Queen of Salyan
- Reign: 1766 – 1809
- Born: Gorkha Palace, Gorkha Kingdom
- Died: Kingdom of Nepal
- Spouse: Rana Bhim Shah (m. 1737)
- Nepali: विलासकुमारी
- Dynasty: Shah dynasty (by birth)
- Father: Prithvi Narayan Shah
- Mother: Indra Kumari Devi
- Religion: Hinduism

= Bilas Kumari =

Daughter of Prithvi Narayan Shah of Nepal

Bilas Kumari Devi (विलासकुमारी; sometimes anglicized as Vilas Kumari) was the Queen of Salyan State. Born to King Prithvi Narayan Shah and Indra Kumari Devi, she is best remembered for her contributions to her father's Unification of Nepal campaign.

== Biography ==
Bilas Kumari was born to King Prithvi Narayan Shah and Indra Kumari Devi. Her mother was the daughter of the king of Makwanpur, Hem Karna Sen. Due to disputes with Sen, Prithvi Narayan Shah had married Narendra Rajya Laxmi Devi in 1740. In 1766, Bilas Kumari was married to Rana Bhim Shah, Crown Prince of Salyan. Her marriage was arranged by priest Siddha Bhagwant Nath, subsequently, which created an ally for the Gorkha Kingdom. Salyan was a relatively poor kingdom, she once remarked to her father why he had married her to a state that could not comfortably feed her. As a dowry, Shah had promised to give lands of various Chaubisi Rajyas to Salyan.

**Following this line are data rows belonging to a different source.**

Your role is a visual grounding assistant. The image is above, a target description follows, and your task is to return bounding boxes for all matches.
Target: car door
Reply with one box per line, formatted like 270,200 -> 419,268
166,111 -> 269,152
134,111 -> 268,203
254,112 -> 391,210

After her father's death, the Unification of Nepal was notability led by her half-brother Bahadur Shah and her step-mother Narendra Rajya Laxmi Devi. Bilas Kumari also participated in the battles of Argha, and Khanchi. After the king of Salyan went to Kashi, he crowned Rana Bhim Shah as the king. After Sher Bahadur Shah had assassinated deposed King Rana Bahadur Shah, she went to visit him in Nepal Durbar. She wanted to punish Bhimsen Thapa who she had believed had killed her half-brother. After Thapa had learned about her plan, he sent her back to Salyan and he created a plan to annex the state into Nepal. Despite being a daughter of Prithvi Narayan Shah, she was sanctioned severely by the court and she had sent her son, Raghunath Shah, to Oudh State for protection. Bilas Kumari was exiled in 1809.

== Legacy ==
Basant Maharjan writing for Himal Khabar said her contributions to the Unification of Nepal had largely been forgotten and he also added that she should be remembered as she played an important role during the campaign.